U.S. Labor Market Tightens As Jobless Claims Sink To Lowest Level Since 1969
- By The Financial District

- Mar 26, 2022
- 1 min read
The number of Americans filing new claims for jobless benefits dropped to a 52-1/2-year low of 187,000 last week, while unemployment rolls continued to shrink, pointing to diminishing labor market slack that will keep boosting wage inflation, Lucia Mukitani reported for Reuters.

Photo Insert: Last week's drop in jobless claims was widespread, with large decreases in California, Michigan, Kentucky, and Illinois.
The strength in the job market reported by the Labor Department on Thursday, Mar. 24, may push the Federal Reserve to raise interest rates by half a percentage point at its next policy meeting in May.

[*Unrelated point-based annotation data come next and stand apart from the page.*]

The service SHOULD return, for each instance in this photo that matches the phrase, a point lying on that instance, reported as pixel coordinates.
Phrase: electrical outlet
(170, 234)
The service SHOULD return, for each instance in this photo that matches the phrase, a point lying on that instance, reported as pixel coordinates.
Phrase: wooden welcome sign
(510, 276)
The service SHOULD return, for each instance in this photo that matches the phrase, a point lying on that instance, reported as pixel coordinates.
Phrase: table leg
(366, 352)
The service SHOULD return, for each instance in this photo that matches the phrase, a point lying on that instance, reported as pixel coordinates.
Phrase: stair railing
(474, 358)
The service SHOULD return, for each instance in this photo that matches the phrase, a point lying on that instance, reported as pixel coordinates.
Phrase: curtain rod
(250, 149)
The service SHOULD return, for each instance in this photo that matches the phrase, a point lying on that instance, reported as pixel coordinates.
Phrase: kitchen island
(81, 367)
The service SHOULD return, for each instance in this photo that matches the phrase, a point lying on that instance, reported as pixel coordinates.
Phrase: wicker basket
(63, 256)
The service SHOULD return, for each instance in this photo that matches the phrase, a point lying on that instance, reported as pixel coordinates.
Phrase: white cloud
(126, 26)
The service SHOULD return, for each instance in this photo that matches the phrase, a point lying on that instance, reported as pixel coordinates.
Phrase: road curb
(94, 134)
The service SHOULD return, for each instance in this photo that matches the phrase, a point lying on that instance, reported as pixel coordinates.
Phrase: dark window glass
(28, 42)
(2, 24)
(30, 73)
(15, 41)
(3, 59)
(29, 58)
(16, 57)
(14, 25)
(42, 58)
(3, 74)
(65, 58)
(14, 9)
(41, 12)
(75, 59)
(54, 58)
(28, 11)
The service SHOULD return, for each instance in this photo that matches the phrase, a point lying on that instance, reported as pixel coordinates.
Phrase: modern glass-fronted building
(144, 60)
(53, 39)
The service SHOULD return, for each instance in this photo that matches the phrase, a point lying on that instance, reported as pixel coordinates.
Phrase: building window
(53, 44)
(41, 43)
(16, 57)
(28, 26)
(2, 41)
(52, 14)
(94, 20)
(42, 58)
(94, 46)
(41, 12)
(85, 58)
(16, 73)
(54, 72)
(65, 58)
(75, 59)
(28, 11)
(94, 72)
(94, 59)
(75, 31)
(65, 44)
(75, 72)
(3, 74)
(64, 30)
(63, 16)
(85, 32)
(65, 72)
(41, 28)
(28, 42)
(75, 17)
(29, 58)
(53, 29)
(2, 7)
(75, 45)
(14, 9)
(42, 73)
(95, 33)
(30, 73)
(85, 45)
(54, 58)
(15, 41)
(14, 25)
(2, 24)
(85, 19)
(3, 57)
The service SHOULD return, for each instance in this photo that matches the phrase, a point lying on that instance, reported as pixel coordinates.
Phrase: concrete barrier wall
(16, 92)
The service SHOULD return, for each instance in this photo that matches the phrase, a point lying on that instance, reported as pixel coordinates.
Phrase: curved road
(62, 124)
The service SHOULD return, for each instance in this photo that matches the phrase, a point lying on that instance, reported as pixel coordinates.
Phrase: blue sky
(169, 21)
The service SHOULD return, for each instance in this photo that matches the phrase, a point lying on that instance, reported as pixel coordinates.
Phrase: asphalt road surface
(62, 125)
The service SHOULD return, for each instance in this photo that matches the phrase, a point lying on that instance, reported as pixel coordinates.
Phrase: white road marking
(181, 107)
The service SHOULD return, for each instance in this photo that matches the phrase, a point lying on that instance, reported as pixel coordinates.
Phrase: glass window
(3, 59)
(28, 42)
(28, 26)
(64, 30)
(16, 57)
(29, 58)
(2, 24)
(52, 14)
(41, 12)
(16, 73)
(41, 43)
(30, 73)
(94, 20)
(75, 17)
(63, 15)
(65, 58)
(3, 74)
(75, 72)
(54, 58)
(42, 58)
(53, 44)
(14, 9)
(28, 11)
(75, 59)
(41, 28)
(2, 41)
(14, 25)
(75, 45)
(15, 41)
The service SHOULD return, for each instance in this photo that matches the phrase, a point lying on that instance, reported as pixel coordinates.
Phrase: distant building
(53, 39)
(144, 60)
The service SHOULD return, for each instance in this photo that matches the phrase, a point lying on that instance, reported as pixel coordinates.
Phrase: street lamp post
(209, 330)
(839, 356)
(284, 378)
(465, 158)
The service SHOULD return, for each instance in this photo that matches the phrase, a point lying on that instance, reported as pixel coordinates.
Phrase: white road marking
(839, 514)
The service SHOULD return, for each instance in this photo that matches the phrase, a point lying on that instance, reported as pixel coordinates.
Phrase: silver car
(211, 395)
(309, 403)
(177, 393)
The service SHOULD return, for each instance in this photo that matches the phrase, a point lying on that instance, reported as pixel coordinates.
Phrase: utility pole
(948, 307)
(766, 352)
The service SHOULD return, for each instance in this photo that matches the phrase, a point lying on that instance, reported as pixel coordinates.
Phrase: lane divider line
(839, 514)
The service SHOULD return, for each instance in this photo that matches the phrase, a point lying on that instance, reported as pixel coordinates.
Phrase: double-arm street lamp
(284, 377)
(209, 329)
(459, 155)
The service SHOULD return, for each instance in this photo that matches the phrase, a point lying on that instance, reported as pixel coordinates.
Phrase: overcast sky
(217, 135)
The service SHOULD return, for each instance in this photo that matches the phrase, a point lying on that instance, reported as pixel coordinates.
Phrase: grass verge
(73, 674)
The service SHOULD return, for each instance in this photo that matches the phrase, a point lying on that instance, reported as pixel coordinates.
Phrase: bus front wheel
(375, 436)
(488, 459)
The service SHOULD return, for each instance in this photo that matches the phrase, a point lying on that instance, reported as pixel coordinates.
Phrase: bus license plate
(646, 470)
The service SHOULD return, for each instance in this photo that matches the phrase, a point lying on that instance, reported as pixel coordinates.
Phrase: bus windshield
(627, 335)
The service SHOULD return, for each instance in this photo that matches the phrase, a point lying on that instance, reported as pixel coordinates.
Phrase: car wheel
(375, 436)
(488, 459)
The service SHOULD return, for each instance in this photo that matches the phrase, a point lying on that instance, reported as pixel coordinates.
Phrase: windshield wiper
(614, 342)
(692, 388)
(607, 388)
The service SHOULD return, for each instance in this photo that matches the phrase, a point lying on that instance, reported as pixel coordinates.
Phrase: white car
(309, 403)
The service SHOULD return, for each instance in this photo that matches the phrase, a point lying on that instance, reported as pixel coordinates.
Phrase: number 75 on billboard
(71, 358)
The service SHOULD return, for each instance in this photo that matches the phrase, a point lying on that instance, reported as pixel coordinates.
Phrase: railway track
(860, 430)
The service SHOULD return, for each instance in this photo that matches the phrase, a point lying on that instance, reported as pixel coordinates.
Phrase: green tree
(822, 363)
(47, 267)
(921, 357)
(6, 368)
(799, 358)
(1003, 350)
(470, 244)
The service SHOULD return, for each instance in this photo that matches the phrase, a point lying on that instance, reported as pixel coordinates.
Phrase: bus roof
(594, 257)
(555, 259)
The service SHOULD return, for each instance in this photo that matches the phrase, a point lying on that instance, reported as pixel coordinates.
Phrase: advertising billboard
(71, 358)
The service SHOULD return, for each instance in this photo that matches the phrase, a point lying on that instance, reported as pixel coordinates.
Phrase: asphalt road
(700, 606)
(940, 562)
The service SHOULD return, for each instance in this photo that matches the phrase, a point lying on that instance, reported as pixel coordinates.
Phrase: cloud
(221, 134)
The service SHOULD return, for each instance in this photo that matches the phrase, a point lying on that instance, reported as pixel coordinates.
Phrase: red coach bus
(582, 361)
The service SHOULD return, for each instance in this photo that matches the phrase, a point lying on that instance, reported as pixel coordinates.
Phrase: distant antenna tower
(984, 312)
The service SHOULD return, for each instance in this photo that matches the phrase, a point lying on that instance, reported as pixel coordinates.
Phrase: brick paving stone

Fed Chair Jerome Powell on Monday said the US central bank must move "expeditiously" to raise rates and possibly "more aggressively" to keep high inflation from becoming entrenched. The Fed last week increased its policy interest rate by 25 basis points, the first hike in more than three years.
"US businesses are not laying off workers because they know the enormous challenges they're facing in filling open positions," said Ryan Sweet, a senior economist at Moody's Analytics in West Chester, Pennsylvania. "If initial claims remain below 200,000 for a period of time, it will raise a red flag with the Fed."
Initial claims for state unemployment benefits fell 28,000 to a seasonally adjusted 187,000 for the week ended March 19, the lowest level since September 1969.
Economists polled by Reuters had forecast 212,000 applications for the latest week. Last week's drop in claims was widespread, with large decreases in California, Michigan, Kentucky, and Illinois.